In this family, we also consider the clocks of a constant size M that are scalable with respect to the number of processes P, as $M < P$. In plausible clocks [14] each process maintains a plausible vector clock of size M where each vector clock entry might track events generated by several processes, so plausible clocks do not characterize causality. Bloom clocks [15] based on the Bloom filter [31] are used to probabilistically assess causality among events in a system. In [16], a Bloom clock is proposed for a system with P processes. Each process $p_i$ maintains a Bloom clock $B_i$, which is a vector of M integers and k random hash functions. Each hash function maps to one of the m indices in $B_i$. Every time an event occurs in $p_i$, all k hash functions are applied to their corresponding positions in $B_i$, and then these corresponding positions are incremented. Bloom clocks exhibit the best performance among vector clocks of any size for determining causality. However, the drawback of these clocks is that the probability of detecting events as causally related when they are not related is greater than zero. In [32], recommendations for setting the Bloom clock parameters M and k to improve the precision of causal detection are provided.

The second technique to address scalability is based on network overlay topologies and FIFO channels [17,18,19,20], but these solutions have the problem of not characterizing causality.

Recently [12] has proposed a causal broadcast system that timestamps cBroadcast events in a similar way as we do in our CST system, although they do not explicitly identify and study a formal timestamp system as we have done with CTS in this paper.

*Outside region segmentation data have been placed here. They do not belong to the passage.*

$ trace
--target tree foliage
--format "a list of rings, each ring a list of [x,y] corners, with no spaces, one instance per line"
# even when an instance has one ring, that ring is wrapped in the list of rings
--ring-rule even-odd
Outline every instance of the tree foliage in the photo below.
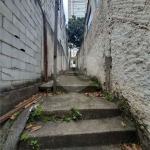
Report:
[[[68,42],[80,47],[84,33],[84,18],[72,16],[68,22]]]

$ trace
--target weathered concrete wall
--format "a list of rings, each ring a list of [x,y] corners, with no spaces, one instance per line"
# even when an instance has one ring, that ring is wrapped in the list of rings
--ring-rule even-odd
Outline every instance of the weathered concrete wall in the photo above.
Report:
[[[0,116],[37,93],[43,18],[37,1],[0,1]]]
[[[48,2],[55,4],[55,1]],[[53,14],[55,6],[50,7],[49,4],[46,6],[48,10],[45,13]],[[58,54],[61,55],[63,51],[62,54],[66,55],[63,4],[60,8]],[[53,71],[54,17],[54,15],[47,17],[49,77]],[[43,12],[38,0],[0,1],[0,115],[38,91],[38,84],[45,74],[43,28]],[[60,67],[60,63],[58,65],[58,72],[66,69]],[[12,94],[16,97],[14,98]]]
[[[101,0],[85,32],[78,66],[127,99],[137,122],[146,127],[142,136],[150,139],[150,1]]]

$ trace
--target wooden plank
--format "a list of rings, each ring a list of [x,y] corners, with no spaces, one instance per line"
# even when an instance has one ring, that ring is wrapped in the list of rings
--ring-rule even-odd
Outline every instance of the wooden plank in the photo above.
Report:
[[[2,117],[0,117],[0,123],[4,122],[6,119],[8,119],[9,117],[11,117],[14,113],[16,113],[18,110],[24,108],[26,105],[28,105],[31,102],[34,102],[35,99],[39,100],[42,97],[42,94],[37,94],[32,96],[31,98],[23,101],[22,103],[20,103],[19,105],[17,105],[13,110],[9,111],[8,113],[6,113],[5,115],[3,115]]]

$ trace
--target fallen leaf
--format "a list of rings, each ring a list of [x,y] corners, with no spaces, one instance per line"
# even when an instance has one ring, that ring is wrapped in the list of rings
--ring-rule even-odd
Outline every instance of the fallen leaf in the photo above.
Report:
[[[42,126],[35,126],[35,127],[32,127],[32,128],[31,128],[31,132],[37,131],[37,130],[39,130],[39,129],[41,129],[41,128],[42,128]]]
[[[12,116],[10,117],[10,119],[11,119],[11,120],[14,120],[14,119],[15,119],[15,116],[14,116],[14,115],[12,115]]]
[[[28,126],[26,127],[26,129],[30,129],[31,127],[33,127],[33,124],[28,125]]]
[[[86,96],[88,96],[88,97],[90,96],[90,94],[89,94],[89,93],[85,93],[85,95],[86,95]]]
[[[141,126],[141,129],[144,130],[145,129],[144,126]]]
[[[126,127],[126,124],[124,122],[121,122],[121,124],[122,124],[123,127]]]
[[[138,150],[143,150],[140,145],[137,146]]]
[[[129,145],[123,144],[123,148],[126,148],[126,150],[133,150]]]

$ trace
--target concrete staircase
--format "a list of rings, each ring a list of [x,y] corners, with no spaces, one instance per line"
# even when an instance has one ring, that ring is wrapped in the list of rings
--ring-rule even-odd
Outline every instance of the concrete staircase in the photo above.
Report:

In [4] a CRB communication system is proposed where the timestamps of cBroadcast message events are made available to the application layer so that it can order those timestamps to implement replicated databases. Other applications, like passive monitoring systems, could find beneficial to obtain not only the timestamps of cBroadcast events but also the cDeliver timestamp information provided by our CTS system.

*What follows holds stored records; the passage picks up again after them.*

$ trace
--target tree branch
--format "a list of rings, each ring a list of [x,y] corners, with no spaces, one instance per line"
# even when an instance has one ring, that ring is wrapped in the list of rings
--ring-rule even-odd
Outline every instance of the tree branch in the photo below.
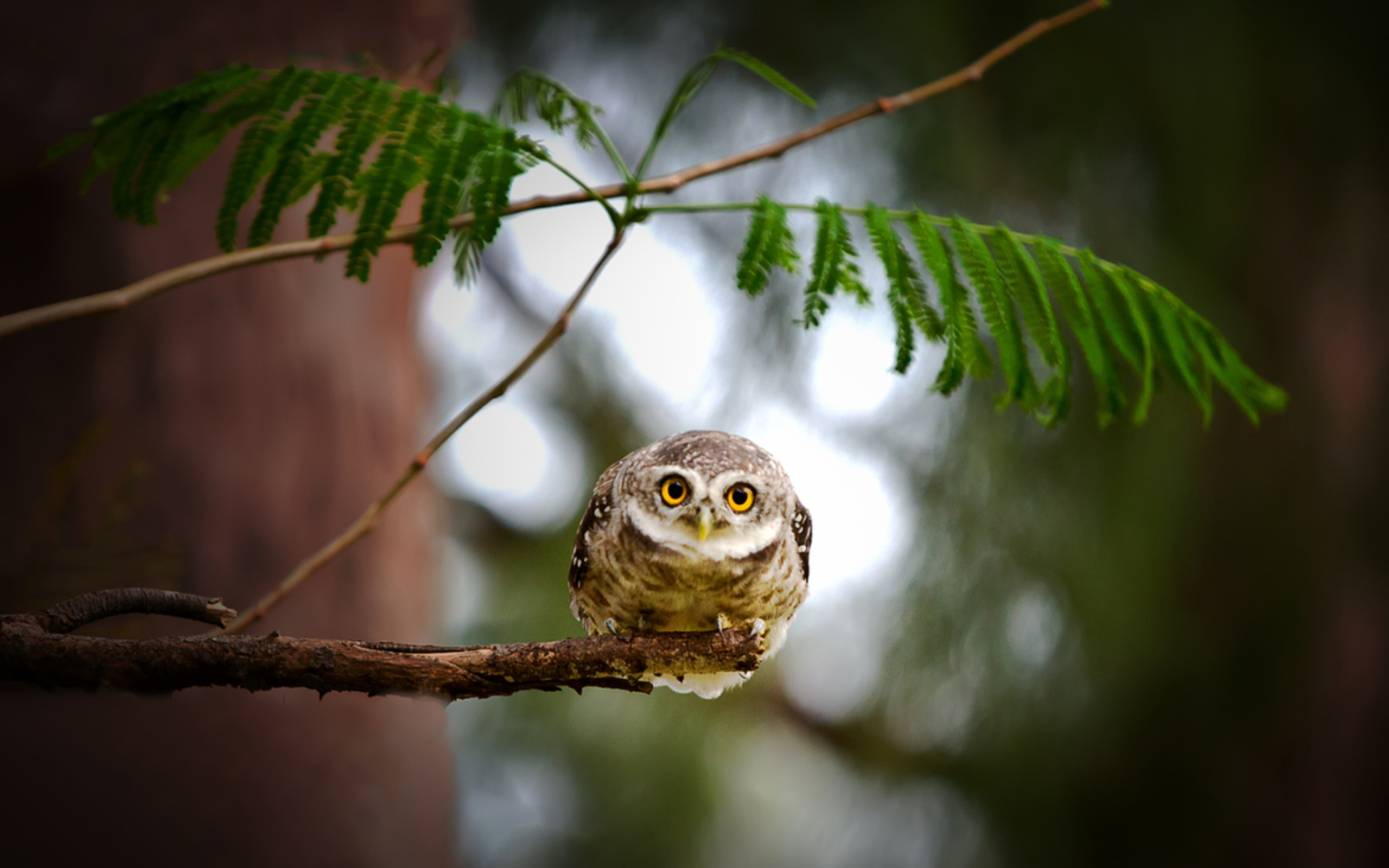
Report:
[[[800,132],[792,133],[775,142],[770,142],[760,147],[754,147],[739,154],[729,157],[722,157],[720,160],[710,160],[699,165],[692,165],[683,168],[678,172],[671,172],[669,175],[663,175],[660,178],[651,178],[643,181],[638,186],[638,193],[674,193],[686,183],[692,181],[699,181],[700,178],[707,178],[710,175],[718,175],[729,169],[735,169],[751,162],[758,162],[761,160],[771,160],[774,157],[781,157],[786,151],[807,142],[813,142],[824,135],[835,132],[850,124],[863,121],[864,118],[871,118],[878,114],[885,114],[890,111],[897,111],[908,106],[915,106],[922,100],[926,100],[939,93],[945,93],[953,87],[968,82],[976,82],[983,78],[983,74],[996,62],[1008,57],[1022,46],[1038,39],[1043,33],[1054,31],[1063,25],[1071,24],[1078,18],[1083,18],[1093,11],[1104,8],[1108,6],[1108,0],[1086,0],[1060,15],[1039,21],[1022,31],[1013,39],[997,46],[988,54],[983,54],[976,61],[939,78],[928,85],[899,93],[897,96],[882,97],[860,106],[853,111],[847,111],[839,117],[831,118],[814,126],[808,126]],[[575,190],[572,193],[564,193],[558,196],[533,196],[524,201],[513,203],[503,214],[519,214],[522,211],[535,211],[538,208],[556,208],[560,206],[572,206],[586,201],[593,201],[594,199],[615,199],[628,193],[626,185],[624,183],[610,183],[606,186],[593,187],[592,190]],[[460,228],[467,226],[472,222],[471,214],[461,214],[450,221],[450,226]],[[389,233],[383,244],[406,244],[415,240],[419,235],[419,224],[407,224],[396,226]],[[0,337],[6,335],[13,335],[15,332],[22,332],[25,329],[32,329],[39,325],[47,325],[50,322],[61,322],[64,319],[74,319],[76,317],[85,317],[89,314],[100,314],[107,311],[117,311],[135,304],[136,301],[143,301],[146,299],[153,299],[164,292],[175,289],[178,286],[185,286],[194,281],[218,275],[228,271],[236,271],[239,268],[246,268],[249,265],[260,265],[263,262],[275,262],[279,260],[290,260],[306,256],[322,257],[328,253],[336,253],[339,250],[346,250],[351,246],[356,233],[344,232],[340,235],[326,235],[324,237],[308,239],[301,242],[286,242],[281,244],[264,244],[261,247],[251,247],[249,250],[236,250],[233,253],[224,253],[221,256],[214,256],[197,262],[189,262],[186,265],[179,265],[178,268],[171,268],[168,271],[161,271],[157,275],[144,278],[124,286],[121,289],[114,289],[104,293],[96,293],[92,296],[83,296],[81,299],[69,299],[67,301],[56,301],[53,304],[46,304],[43,307],[35,307],[25,311],[18,311],[14,314],[7,314],[0,317]]]
[[[324,565],[328,564],[328,561],[342,554],[354,542],[357,542],[363,536],[367,536],[367,533],[369,533],[371,529],[376,526],[376,518],[381,517],[381,512],[385,511],[385,508],[390,506],[390,501],[393,501],[396,496],[400,494],[400,492],[425,469],[425,465],[429,464],[429,458],[432,458],[433,454],[439,451],[439,449],[444,444],[444,442],[449,437],[451,437],[454,432],[463,428],[464,422],[475,417],[479,410],[482,410],[492,401],[506,394],[507,389],[510,389],[514,382],[521,379],[521,376],[531,369],[531,365],[533,365],[536,360],[544,356],[544,353],[550,347],[553,347],[554,343],[560,340],[560,337],[563,337],[565,332],[569,331],[569,319],[574,317],[574,311],[578,310],[579,304],[582,304],[583,297],[588,296],[589,289],[593,286],[593,282],[597,281],[597,276],[603,271],[603,267],[607,265],[608,260],[613,258],[613,254],[617,253],[617,249],[622,244],[622,237],[625,236],[625,233],[626,233],[625,226],[617,228],[617,231],[613,233],[613,240],[608,242],[608,246],[603,250],[603,256],[600,256],[597,262],[593,264],[593,268],[589,269],[589,275],[583,278],[583,282],[579,283],[579,287],[574,292],[572,296],[569,296],[568,304],[565,304],[564,310],[560,311],[560,317],[544,332],[539,343],[536,343],[531,349],[531,351],[526,353],[525,358],[517,362],[517,365],[511,368],[511,371],[506,376],[499,379],[490,389],[479,394],[476,399],[472,400],[471,404],[464,407],[456,417],[449,419],[449,424],[444,425],[443,429],[440,429],[439,433],[436,433],[433,439],[429,440],[429,443],[415,454],[415,457],[406,467],[404,472],[400,474],[400,476],[390,485],[389,489],[386,489],[386,493],[378,497],[375,501],[372,501],[372,504],[367,507],[367,510],[361,515],[357,517],[357,521],[349,525],[346,531],[339,533],[326,546],[324,546],[314,554],[300,561],[299,567],[294,567],[294,571],[290,572],[288,576],[285,576],[285,579],[281,581],[279,585],[276,585],[269,593],[257,600],[256,606],[238,615],[236,619],[228,624],[225,628],[222,628],[221,632],[239,633],[251,624],[260,621],[261,618],[265,617],[265,612],[268,612],[276,603],[283,600],[289,592],[294,590],[294,587],[297,587],[300,582],[303,582],[308,576],[322,569]]]
[[[125,594],[122,599],[133,600],[161,592],[122,589],[103,593]],[[219,606],[207,597],[175,596],[197,600],[208,610]],[[161,606],[163,601],[156,601],[149,608],[169,614]],[[0,617],[0,681],[50,689],[128,693],[171,693],[206,686],[243,690],[308,687],[319,694],[393,693],[446,700],[560,687],[650,693],[651,685],[642,681],[643,675],[749,672],[757,668],[760,656],[767,650],[765,636],[740,629],[588,636],[476,647],[288,639],[279,633],[103,639],[47,629],[51,611]]]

Related with the global predicate evaluation over global states of a distributed system, in [24] it was proposed a monitoring system for applications that use CRB algorithms based on vector clocks. In a run, an external monitor passively records cBroadcast event timestamps generated by the application. Like the Global State Monitoring algorithm, [33, 34] also record global snapshots assuming that the underlying system supports causal message cDelivery, although unicast, not multicast. In both of them the monitor process must broadcast a token to every process including itself each time it wants to record a new global snapshot. In [30], it is also shown how to determine global states of distributed systems that use EVCs. In [13], a practical use of REVC for dynamic race detection is shown, with significant performance improvements over traditional logical clock implementations in tracking event causality. In [35], a kind of monitor algorithm is used to demonstrate impossibility and possibility results. This algorithm demonstrates that it is possible to detect the causal relation of events of an execution of a distributed application, where processes communicate with broadcast or unicast assuming a synchronous and byzantine model.

9 Conclusion

The proposed Causal Timestamp System (CTS) based on vector clocks provides an efficient and effective solution for timestamping cBroadcast and cDeliver events in the Causal Reliable Broadcast (CRB) abstraction. CTS simplifies the formal verification and testing of CRB implementations, allowing for improved accuracy and causality characterization.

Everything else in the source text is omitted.